Turkey’s governing AKP party of Prime Minister R. Tayyip Erdogan has pushed al-Qaeda-linked ISIS against the PYD after the latter declared autonomy. The PYD and PKK want to lift the border between northern Syria and southern Turkey and create an independent Kurdistan.
The Islamic State in Iraq and the Levant (ISIS), a terrorist organization and an associate of al-Qaeda, has stated that it has declared war on the Kurdish nationalist group and PKK’s wing in Syria, the Democratic Union Party (PYD).
The PYD has recently announced autonomy in the north of the war-torn Syria. Al-Alam television reports that ISIS had begun an operation near the town of Manbij, northeast of Aleppo and 35 km from the Turkish border, to ‘clear’ the area of Kurdish groups.
In a declaration made in Aleppo, ISIS announced that “Operations in the region of Manbij are a reply to the founding of a secular state in the north of Syria by armed Kurdish groups.”
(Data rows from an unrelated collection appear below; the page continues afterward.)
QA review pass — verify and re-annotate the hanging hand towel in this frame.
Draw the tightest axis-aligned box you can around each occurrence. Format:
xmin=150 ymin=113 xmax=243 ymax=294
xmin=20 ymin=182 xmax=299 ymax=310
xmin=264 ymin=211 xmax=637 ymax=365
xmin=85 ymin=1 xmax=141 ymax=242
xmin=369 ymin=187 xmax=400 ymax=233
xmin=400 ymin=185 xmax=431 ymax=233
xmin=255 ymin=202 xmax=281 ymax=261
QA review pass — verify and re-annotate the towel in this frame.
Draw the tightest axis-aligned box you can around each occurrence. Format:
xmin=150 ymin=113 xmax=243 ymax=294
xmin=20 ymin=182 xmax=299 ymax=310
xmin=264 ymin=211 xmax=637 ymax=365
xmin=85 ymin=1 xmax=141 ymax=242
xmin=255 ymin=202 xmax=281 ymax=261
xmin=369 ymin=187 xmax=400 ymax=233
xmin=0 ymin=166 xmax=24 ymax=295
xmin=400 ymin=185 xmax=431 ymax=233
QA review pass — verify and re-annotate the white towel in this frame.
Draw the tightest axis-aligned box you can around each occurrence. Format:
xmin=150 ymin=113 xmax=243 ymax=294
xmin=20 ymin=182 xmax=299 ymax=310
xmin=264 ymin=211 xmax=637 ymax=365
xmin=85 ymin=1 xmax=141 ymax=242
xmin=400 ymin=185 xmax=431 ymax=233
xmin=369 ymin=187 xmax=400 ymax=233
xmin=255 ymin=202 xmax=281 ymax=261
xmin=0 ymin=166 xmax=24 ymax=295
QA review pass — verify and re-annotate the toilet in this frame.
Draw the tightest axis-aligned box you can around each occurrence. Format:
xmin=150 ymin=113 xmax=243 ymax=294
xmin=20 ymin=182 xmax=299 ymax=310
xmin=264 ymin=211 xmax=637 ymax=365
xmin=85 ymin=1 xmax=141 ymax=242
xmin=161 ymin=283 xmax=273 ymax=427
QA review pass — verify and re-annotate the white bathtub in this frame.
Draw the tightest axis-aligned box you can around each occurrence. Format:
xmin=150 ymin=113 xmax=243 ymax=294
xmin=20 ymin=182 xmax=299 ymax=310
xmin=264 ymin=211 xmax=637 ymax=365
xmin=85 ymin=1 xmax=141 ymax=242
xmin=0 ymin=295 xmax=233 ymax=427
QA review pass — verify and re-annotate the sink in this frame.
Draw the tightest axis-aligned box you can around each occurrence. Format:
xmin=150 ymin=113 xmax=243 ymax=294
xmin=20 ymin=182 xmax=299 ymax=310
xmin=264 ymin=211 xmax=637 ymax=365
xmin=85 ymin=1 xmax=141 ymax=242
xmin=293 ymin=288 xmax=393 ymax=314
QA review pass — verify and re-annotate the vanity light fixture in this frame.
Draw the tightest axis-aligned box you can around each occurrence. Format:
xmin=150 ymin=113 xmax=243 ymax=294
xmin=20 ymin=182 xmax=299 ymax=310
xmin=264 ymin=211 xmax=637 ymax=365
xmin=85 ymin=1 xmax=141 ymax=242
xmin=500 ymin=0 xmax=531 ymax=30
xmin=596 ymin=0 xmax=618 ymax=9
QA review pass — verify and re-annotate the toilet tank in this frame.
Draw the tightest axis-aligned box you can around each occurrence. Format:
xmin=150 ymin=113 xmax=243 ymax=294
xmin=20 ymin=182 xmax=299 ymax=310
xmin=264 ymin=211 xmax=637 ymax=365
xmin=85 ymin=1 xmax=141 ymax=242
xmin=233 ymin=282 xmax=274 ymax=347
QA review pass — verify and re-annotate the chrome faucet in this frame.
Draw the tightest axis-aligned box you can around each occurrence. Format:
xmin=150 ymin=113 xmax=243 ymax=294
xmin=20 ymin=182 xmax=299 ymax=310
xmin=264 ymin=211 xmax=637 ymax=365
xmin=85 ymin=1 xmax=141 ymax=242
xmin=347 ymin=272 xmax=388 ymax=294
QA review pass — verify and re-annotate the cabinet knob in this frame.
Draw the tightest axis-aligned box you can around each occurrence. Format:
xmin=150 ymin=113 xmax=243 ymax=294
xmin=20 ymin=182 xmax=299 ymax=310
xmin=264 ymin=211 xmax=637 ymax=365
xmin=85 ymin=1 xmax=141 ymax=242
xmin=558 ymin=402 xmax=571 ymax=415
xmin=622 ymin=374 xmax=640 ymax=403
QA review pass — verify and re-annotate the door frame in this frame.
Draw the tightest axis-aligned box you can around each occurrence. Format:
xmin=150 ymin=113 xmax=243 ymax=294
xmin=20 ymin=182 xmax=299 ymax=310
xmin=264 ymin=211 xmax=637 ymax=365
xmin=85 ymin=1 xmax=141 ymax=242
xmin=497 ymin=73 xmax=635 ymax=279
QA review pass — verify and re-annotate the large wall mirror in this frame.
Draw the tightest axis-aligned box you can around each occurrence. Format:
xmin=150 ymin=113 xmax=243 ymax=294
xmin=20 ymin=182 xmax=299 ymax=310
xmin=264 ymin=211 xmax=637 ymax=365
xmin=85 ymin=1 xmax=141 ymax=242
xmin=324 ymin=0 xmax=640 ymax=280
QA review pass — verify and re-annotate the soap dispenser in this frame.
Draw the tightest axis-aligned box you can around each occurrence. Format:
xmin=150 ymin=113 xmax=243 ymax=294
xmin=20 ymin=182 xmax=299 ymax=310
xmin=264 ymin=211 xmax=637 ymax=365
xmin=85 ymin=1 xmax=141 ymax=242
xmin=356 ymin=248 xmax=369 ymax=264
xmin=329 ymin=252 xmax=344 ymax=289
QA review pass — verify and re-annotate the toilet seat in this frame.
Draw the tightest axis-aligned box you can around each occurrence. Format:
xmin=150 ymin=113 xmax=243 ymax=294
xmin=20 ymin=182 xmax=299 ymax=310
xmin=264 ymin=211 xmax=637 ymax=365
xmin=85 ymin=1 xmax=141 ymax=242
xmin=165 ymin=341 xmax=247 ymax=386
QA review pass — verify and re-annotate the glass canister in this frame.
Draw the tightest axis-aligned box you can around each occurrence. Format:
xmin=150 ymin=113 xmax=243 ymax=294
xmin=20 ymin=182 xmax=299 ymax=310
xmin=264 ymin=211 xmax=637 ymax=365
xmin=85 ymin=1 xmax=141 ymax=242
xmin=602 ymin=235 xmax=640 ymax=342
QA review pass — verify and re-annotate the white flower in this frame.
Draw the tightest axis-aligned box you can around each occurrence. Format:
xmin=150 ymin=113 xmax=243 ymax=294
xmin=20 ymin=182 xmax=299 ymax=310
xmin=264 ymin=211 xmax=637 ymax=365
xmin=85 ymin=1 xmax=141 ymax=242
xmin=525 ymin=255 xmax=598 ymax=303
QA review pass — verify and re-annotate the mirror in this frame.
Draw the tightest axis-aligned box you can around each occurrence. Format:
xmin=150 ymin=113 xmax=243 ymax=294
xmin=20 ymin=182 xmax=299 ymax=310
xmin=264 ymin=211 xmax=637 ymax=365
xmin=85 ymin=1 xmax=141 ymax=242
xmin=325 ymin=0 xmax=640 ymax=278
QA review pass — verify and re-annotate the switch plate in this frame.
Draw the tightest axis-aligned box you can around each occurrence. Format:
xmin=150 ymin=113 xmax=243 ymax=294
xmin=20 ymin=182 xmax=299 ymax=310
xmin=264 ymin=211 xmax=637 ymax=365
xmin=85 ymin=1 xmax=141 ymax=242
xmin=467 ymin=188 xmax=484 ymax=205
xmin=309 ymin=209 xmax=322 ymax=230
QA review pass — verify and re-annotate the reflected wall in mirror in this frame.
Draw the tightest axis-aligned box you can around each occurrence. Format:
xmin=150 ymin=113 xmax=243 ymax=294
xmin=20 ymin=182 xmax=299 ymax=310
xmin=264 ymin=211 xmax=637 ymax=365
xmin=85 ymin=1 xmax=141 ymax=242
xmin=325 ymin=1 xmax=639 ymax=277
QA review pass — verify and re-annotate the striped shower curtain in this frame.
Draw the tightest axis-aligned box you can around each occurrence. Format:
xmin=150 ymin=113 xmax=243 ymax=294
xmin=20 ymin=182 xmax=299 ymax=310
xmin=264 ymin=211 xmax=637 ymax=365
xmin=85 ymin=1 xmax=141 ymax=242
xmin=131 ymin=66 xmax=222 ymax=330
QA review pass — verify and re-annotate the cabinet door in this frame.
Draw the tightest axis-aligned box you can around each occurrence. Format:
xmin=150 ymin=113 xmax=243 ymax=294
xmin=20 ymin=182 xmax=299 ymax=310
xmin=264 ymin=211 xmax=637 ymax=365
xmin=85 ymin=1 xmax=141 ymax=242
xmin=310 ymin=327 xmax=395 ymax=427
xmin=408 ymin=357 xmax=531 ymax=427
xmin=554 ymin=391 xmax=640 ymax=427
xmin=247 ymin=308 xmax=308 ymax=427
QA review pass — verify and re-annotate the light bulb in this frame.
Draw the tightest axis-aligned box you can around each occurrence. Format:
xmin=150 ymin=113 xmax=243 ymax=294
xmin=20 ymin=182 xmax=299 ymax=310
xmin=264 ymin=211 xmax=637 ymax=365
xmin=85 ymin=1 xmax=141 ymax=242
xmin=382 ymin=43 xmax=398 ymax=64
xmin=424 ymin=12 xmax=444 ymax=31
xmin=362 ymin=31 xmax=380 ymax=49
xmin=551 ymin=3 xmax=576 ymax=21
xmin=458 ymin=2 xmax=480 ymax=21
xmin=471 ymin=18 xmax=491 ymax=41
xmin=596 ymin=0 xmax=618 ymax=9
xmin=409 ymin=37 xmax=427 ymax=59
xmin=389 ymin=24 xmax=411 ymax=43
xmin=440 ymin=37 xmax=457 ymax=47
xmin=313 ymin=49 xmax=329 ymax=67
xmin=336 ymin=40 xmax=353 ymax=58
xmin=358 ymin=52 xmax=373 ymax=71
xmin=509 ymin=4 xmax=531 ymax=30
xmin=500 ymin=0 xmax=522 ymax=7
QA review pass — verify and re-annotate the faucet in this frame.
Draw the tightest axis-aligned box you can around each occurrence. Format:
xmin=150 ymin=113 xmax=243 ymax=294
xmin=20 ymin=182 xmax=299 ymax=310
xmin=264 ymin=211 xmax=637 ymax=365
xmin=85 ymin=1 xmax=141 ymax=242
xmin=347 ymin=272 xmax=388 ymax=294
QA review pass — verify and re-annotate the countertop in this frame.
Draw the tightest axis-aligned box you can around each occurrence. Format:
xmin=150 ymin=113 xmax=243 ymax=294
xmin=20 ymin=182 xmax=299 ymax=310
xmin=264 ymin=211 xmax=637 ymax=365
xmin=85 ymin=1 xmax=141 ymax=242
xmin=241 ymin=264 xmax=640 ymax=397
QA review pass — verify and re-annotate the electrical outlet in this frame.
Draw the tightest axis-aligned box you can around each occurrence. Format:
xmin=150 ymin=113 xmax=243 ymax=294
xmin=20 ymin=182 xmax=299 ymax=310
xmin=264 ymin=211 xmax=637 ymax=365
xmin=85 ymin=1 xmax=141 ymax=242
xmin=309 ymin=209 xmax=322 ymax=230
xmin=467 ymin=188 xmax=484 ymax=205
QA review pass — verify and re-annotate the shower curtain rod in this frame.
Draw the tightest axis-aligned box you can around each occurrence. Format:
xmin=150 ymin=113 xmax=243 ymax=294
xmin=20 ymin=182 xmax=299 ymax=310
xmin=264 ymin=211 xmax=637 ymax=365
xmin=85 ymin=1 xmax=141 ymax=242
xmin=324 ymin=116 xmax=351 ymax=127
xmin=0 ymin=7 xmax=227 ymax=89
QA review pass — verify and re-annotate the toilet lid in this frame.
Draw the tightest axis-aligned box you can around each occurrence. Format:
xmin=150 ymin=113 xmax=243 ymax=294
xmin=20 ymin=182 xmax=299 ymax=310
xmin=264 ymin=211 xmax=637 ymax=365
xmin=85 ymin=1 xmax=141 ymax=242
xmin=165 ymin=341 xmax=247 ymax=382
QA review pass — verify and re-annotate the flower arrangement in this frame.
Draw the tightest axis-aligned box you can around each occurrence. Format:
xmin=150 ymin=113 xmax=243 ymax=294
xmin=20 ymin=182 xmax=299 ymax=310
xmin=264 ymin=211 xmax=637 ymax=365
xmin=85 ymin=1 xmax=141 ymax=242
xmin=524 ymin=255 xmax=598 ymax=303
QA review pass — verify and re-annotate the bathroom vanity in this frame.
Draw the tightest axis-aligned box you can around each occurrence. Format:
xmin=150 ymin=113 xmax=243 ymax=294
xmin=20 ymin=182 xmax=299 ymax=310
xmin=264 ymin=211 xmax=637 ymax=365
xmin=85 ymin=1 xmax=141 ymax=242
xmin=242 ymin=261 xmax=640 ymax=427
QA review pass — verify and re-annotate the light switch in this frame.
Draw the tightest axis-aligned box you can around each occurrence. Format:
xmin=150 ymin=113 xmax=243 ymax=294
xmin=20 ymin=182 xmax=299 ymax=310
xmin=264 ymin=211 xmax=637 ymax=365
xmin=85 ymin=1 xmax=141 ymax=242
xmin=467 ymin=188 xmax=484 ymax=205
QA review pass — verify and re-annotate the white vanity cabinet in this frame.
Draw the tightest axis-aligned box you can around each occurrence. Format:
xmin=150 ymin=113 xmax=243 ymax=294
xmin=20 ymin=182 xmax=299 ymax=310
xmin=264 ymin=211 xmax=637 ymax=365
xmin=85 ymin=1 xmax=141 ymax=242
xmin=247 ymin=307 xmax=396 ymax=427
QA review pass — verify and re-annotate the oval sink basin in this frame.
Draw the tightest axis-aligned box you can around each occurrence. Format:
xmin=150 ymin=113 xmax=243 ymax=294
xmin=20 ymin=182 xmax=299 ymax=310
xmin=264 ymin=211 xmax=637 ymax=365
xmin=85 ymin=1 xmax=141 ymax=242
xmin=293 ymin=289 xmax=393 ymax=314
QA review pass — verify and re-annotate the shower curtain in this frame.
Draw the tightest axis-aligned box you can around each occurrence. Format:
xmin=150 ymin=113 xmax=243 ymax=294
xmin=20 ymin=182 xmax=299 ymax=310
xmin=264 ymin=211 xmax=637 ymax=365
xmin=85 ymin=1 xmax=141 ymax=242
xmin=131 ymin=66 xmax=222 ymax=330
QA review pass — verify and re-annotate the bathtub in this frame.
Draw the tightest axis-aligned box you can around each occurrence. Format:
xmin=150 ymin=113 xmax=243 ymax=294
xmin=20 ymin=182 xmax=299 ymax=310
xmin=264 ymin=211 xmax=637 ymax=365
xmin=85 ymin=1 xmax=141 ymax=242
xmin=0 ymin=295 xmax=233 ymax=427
ISIS, which asserted that its attacks would be directed solely at armed Kurdish groups, said in their declaration that they saw other Kurds as brothers, and that they did not distinguish between Kurds and Arabs.
ISIS had previously disclosed that they had blocked roads around Aleppo in Syria and Kirkuk in northern Iraq, and had kidnapped 25 Kurdish civilians who had given them Kurdish administration passports.